Man, I'll be thinking like this in a year. Hopefully.

 

[turtle_2468]

try 2 years if you're talking about maniacguy..

 

[Dash]

Man, thats hectic stuff...
I can't really understand much

 

[maniacguy]

A further comment on what I said about approximation:

If you give w a known density (based on what you've said about all the figures falling between 0 and 1, without much else, I'm going to choose the Uniform(0,1) density), then you can get:

INTEGRAL[w=0..1, 1/(1+A*(w/(1-w))^B) dw] is known
INTEGRAL[w=0..1, 1/(1+A*(w/(1-w))^B)^2 dw] is known

And most decent mathematical software will let you try and approximate this (or even evaluate it as a function of A and B if it's really good!)
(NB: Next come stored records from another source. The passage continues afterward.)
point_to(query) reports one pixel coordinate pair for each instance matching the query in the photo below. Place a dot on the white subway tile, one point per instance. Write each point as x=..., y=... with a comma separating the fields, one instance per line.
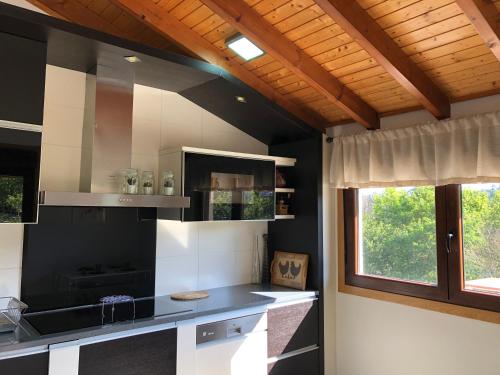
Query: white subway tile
x=216, y=268
x=174, y=238
x=11, y=245
x=176, y=274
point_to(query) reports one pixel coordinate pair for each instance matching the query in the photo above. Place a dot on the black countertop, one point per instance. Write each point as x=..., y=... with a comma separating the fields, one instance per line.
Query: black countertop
x=164, y=310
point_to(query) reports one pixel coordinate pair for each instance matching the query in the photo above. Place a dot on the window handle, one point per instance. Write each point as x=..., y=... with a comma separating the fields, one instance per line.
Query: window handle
x=449, y=238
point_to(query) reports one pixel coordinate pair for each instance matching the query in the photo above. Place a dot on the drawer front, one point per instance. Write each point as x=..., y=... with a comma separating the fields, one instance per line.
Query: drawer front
x=152, y=353
x=292, y=327
x=35, y=364
x=302, y=364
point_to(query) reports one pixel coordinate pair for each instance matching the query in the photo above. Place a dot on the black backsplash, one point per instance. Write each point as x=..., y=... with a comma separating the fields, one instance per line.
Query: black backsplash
x=76, y=255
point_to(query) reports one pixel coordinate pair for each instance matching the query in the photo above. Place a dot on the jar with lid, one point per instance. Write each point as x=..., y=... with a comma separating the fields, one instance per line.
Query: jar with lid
x=147, y=182
x=130, y=181
x=167, y=185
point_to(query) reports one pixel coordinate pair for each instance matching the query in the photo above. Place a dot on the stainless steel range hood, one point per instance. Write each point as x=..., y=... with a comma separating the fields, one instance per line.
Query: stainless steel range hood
x=107, y=145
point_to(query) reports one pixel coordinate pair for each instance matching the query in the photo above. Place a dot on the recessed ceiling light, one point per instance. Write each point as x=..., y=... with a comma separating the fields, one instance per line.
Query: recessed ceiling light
x=244, y=47
x=132, y=59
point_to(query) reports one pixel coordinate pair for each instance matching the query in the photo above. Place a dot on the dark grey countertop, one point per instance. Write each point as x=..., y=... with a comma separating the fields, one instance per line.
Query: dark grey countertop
x=220, y=300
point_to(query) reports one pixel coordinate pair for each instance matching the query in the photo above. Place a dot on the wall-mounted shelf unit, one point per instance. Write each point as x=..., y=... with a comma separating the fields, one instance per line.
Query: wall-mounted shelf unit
x=284, y=217
x=284, y=190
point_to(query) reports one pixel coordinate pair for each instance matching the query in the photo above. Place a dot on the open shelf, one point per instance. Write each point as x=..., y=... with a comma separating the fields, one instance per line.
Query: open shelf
x=284, y=217
x=284, y=190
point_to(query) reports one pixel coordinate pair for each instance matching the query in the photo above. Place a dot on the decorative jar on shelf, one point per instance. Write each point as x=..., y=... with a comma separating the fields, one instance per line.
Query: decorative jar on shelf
x=130, y=181
x=147, y=183
x=167, y=183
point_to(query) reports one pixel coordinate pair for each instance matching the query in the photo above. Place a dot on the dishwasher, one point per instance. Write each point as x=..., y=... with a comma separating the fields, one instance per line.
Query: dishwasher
x=232, y=347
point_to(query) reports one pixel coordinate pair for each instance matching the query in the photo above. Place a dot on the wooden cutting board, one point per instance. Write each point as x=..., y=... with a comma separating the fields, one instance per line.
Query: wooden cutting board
x=189, y=296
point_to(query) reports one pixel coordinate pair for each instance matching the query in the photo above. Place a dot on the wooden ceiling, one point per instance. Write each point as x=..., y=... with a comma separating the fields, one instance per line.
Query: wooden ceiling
x=327, y=61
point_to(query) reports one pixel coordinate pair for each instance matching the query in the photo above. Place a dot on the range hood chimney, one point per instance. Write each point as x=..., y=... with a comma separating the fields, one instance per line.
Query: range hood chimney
x=107, y=145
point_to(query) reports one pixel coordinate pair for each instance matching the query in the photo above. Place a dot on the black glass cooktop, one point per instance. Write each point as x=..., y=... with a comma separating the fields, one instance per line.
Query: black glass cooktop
x=70, y=319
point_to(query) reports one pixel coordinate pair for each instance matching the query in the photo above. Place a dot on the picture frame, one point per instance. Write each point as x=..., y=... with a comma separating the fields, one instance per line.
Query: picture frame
x=289, y=269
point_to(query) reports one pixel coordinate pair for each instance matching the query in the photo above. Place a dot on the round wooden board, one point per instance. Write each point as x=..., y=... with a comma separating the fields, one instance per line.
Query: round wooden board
x=189, y=296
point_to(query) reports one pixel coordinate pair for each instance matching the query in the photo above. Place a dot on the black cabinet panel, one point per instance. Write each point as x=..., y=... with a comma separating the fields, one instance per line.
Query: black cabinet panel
x=36, y=364
x=152, y=353
x=22, y=77
x=292, y=328
x=303, y=364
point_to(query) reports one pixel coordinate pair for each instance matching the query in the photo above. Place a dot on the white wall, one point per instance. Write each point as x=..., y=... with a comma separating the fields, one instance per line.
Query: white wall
x=375, y=337
x=189, y=255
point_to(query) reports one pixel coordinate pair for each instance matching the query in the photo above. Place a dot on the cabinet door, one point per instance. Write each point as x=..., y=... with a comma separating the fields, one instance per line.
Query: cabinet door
x=292, y=327
x=302, y=364
x=152, y=353
x=22, y=77
x=34, y=364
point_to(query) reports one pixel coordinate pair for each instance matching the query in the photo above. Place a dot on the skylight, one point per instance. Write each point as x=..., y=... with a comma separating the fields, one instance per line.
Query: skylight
x=241, y=45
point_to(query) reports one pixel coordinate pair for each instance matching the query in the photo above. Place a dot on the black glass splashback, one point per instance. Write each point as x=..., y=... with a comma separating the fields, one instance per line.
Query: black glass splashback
x=75, y=256
x=224, y=188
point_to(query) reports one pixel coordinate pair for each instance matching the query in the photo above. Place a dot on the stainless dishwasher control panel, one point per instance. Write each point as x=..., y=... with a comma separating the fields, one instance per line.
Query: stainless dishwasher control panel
x=227, y=329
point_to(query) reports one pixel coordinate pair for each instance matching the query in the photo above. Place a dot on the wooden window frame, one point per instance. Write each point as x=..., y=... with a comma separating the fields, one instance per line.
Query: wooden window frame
x=450, y=288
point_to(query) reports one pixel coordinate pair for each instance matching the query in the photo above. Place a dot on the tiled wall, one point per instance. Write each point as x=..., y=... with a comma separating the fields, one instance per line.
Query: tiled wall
x=189, y=255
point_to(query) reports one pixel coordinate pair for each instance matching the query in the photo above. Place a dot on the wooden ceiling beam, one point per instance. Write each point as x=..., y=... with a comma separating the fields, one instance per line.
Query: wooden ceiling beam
x=75, y=12
x=365, y=30
x=250, y=23
x=167, y=25
x=40, y=5
x=485, y=17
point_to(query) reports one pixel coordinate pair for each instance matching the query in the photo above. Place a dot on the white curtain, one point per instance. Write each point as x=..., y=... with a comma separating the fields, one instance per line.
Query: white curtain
x=464, y=150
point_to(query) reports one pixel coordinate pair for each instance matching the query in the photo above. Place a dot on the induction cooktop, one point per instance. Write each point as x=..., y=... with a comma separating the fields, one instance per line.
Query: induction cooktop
x=93, y=316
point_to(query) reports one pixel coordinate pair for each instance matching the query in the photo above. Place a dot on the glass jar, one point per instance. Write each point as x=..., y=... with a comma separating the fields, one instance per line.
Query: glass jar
x=147, y=183
x=130, y=183
x=167, y=185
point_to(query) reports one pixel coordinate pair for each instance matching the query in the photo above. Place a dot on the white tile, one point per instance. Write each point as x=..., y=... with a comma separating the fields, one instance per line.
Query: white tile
x=64, y=87
x=174, y=238
x=147, y=103
x=231, y=236
x=63, y=126
x=10, y=282
x=216, y=268
x=146, y=136
x=176, y=274
x=60, y=168
x=242, y=270
x=11, y=245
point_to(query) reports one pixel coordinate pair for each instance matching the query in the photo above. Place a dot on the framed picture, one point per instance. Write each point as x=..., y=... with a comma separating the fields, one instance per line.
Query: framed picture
x=289, y=269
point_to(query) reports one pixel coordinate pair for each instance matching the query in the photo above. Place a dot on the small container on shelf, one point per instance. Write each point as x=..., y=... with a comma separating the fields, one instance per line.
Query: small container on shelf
x=147, y=183
x=167, y=183
x=130, y=181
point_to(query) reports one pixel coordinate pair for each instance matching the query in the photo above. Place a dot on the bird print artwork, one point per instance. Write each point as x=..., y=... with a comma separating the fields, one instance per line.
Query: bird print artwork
x=294, y=270
x=289, y=269
x=284, y=268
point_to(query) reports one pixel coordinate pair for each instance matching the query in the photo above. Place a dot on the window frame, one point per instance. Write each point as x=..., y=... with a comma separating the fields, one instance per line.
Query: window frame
x=457, y=293
x=449, y=255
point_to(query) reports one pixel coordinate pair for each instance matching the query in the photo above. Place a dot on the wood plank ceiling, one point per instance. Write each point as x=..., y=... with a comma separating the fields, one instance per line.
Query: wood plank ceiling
x=405, y=55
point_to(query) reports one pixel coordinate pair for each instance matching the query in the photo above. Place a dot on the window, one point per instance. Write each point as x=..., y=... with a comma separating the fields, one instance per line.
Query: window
x=438, y=243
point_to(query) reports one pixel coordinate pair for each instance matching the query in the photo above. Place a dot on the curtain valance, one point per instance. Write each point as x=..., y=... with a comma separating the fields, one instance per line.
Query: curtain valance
x=463, y=150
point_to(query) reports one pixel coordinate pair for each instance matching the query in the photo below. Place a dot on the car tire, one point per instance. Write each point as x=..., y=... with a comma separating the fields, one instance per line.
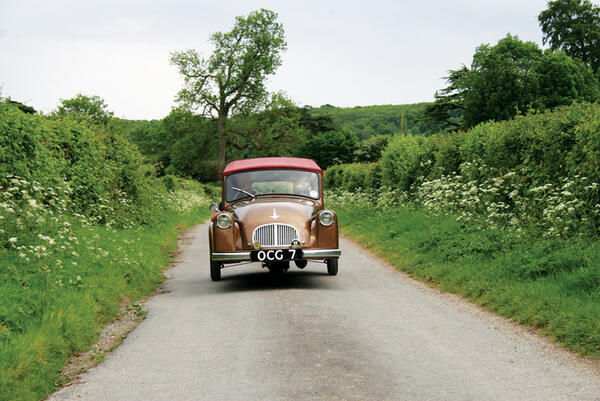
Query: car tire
x=215, y=270
x=332, y=267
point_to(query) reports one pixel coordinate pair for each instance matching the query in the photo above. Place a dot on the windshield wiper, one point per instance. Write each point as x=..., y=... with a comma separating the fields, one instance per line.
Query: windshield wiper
x=245, y=192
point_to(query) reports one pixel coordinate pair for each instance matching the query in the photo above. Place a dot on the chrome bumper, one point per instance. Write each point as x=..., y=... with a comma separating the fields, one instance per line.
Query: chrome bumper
x=245, y=256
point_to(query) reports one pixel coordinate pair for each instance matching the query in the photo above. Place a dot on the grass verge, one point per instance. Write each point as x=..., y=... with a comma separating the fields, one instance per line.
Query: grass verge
x=50, y=314
x=550, y=284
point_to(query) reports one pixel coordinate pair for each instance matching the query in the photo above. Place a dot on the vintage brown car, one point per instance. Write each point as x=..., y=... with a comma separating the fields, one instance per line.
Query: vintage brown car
x=272, y=212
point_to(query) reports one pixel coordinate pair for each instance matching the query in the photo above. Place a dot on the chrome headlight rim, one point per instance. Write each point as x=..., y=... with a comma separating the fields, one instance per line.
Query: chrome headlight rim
x=326, y=218
x=223, y=221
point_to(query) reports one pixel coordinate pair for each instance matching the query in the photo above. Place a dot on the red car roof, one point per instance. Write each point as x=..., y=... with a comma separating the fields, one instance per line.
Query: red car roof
x=271, y=162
you can also simplify the above by setting m = w/(1-w) and finding the density of m (this is straightforward, so I'm leaving it as an exercise aka I'm too lazy to do it myself right now)

 

[Lazarus]

Thanks for your help, maniacguy.

I managed to get some good approximations with Matlab - they seem to work!

 

[Grey Council]

o shit. Do we have to be as good/as naturally talented at mathematics as Maniacguy to do actuarial studies? day-yum, i was thinking of doing actuarial studies in uni.

i'm scared.
*mweep*

 

[turtle_2468]

Umm... you don't

 

[Grey Council]

good. so i have a hope after all